Now, using the $3$rd Sylow theorem, the number $N$ of those Sylow $2$-subgroups is an odd number and divides $40$.
Since $1,2,4,5,8,10,20$ are the only divisors of $40$, smaller than $40$, those Sylow $2$-subgroups can either be $1$ or $5$.
If $N = 1$, it can be easily shown that this unique Sylow $2$-subgroup is normal and we're done.
My problem lies in the $N = 5$ case:
Assume that there exists $5$ Sylow $2$-subgroups of order $8$ and let $H,K$ be two of them.
Then, because
$$
|HK| = \frac{|H||K|}{|H \cap K|}
$$
$|H \cap K|$ must have at least $2$ elements. If it didn't, $|HK|$ would have $64$ elements, which is a contradiction.
Therefore $N[H \cap K]$'s order is a multiple of $8$ and a divisor of $40$. That leaves us with $|N[H \cap K]| = 40$ an thus:
$$
H \cap K \trianglelefteq G
$$
Is there a mistake somewhere?

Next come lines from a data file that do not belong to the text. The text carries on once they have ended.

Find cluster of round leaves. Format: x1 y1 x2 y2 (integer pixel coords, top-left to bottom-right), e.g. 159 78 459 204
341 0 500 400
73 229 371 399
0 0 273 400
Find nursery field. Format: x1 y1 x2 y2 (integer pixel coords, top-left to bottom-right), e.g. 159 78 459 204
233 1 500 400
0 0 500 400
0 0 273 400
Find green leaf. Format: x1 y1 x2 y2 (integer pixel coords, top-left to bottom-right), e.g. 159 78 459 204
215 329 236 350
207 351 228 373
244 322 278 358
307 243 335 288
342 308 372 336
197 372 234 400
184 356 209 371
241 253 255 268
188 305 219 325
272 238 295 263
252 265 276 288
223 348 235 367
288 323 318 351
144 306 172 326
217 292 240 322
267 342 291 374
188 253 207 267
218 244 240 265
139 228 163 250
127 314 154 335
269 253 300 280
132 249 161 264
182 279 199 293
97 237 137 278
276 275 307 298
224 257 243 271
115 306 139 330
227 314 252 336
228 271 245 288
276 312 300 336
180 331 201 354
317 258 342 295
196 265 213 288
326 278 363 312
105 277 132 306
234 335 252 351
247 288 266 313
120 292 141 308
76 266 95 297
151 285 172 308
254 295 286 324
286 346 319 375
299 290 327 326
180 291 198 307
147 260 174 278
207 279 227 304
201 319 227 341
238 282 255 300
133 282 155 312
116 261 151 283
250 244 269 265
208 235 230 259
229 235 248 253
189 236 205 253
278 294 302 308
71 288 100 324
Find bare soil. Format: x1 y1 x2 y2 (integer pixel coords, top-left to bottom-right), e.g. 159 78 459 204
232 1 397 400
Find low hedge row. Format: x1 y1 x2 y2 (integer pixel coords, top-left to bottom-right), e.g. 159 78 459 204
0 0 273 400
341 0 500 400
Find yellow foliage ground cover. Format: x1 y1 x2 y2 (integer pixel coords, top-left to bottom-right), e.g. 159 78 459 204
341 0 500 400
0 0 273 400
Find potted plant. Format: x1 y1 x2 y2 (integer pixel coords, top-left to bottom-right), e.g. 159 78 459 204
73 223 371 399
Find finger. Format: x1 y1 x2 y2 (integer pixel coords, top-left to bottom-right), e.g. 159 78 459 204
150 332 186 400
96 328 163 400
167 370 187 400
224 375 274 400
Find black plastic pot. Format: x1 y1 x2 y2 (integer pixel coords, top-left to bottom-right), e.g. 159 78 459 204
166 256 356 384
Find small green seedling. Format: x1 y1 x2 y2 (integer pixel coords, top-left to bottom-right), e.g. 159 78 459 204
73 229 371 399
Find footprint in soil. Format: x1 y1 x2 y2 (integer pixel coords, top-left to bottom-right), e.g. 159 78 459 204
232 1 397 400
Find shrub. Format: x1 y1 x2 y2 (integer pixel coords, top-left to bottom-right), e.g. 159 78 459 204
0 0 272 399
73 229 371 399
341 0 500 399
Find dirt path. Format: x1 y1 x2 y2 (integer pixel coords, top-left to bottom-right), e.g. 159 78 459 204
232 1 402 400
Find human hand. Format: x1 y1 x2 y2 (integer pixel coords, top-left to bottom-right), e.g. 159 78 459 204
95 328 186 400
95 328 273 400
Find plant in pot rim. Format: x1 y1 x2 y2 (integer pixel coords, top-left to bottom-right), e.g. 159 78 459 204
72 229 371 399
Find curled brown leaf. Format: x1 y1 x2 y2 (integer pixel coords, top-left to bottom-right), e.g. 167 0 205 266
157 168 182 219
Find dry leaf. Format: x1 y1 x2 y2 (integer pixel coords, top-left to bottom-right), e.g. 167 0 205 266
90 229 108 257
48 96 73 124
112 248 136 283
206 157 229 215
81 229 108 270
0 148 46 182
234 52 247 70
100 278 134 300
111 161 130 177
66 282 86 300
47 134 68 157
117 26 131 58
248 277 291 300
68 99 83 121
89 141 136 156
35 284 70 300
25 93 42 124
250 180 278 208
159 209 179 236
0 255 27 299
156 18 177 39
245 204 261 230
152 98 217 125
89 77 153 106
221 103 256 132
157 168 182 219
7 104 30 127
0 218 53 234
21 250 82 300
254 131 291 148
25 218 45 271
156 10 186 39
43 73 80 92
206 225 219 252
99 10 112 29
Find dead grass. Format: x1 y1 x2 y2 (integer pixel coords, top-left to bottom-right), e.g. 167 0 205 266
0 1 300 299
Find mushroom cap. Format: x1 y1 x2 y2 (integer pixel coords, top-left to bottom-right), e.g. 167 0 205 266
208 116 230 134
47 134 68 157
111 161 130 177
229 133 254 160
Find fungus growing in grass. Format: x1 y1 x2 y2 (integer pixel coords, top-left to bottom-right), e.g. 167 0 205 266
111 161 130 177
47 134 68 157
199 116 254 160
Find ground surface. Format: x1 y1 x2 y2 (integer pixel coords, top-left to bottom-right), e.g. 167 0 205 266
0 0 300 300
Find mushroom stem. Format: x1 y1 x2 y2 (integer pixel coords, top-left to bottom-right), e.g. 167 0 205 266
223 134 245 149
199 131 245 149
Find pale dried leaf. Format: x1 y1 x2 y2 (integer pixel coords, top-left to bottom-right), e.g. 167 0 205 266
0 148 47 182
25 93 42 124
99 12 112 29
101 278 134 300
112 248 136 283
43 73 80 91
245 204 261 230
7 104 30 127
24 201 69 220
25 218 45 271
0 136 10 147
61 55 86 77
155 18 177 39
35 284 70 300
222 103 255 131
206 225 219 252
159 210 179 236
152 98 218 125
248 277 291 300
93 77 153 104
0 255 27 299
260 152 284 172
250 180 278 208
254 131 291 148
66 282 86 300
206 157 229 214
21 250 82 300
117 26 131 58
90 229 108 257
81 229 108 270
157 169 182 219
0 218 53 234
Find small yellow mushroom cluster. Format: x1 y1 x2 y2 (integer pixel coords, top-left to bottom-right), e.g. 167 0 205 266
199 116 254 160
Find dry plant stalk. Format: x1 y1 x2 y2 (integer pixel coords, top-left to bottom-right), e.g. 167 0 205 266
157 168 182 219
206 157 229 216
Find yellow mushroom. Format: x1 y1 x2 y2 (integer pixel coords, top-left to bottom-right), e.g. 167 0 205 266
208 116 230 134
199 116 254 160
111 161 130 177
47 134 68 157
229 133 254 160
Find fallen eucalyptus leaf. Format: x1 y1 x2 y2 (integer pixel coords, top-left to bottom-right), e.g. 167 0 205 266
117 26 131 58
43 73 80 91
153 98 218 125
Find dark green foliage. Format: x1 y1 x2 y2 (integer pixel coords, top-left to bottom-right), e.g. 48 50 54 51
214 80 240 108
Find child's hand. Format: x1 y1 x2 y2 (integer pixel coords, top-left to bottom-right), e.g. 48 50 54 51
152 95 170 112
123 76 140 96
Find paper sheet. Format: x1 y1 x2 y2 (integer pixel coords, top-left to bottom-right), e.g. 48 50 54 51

I cannot see why $5$ Sylow $2$-subgroups cannot coexist within $G$.
Best Answer
To support the argument in the comment by @the_fox , I am posting a proof.
Consider the dihedral group $D_{40}$ with the generators $r,s$ satisfying $o(r)=20,o(s)=2$ and $srs=r^-$
$D_{40}=\{1,s,sr^i,r^i : 1\le i \le 19\}$
Then consider the elements $x=s,y=r^5$, then $xyx=sr^5s=(srs)^5=(r^-)^5=(r^5)^-=y^-$.
Also $o(x)=2,o(y)=4$ and thus $H=\langle x,y\rangle$ is 8 order subgroup of $G$
Now let $g=sr$ and $y$ be the same as above. Then $o(g)=2$ and
$gyg=srr^5sr=sr^6sr=(srs)^6r=r^{-6}r=(r^5)^-=y^-$
Thus $K=\langle g,y \rangle$ is again a subgroup of order $8$
Now these are not the same subgroups as $sr^6 \in K$ but $ sr^6 \notin H$ which can be easily checked . Since there are more than one $2$-Sylow subgroup, it is not normal.
The various subgroups of eight elements are the groups of symmetries of the five different squares (shown in different colors) inscribed in a regular 20-gon. The big group permutes the five squares, and the Sylow $2$-subgroups are the stabilizers.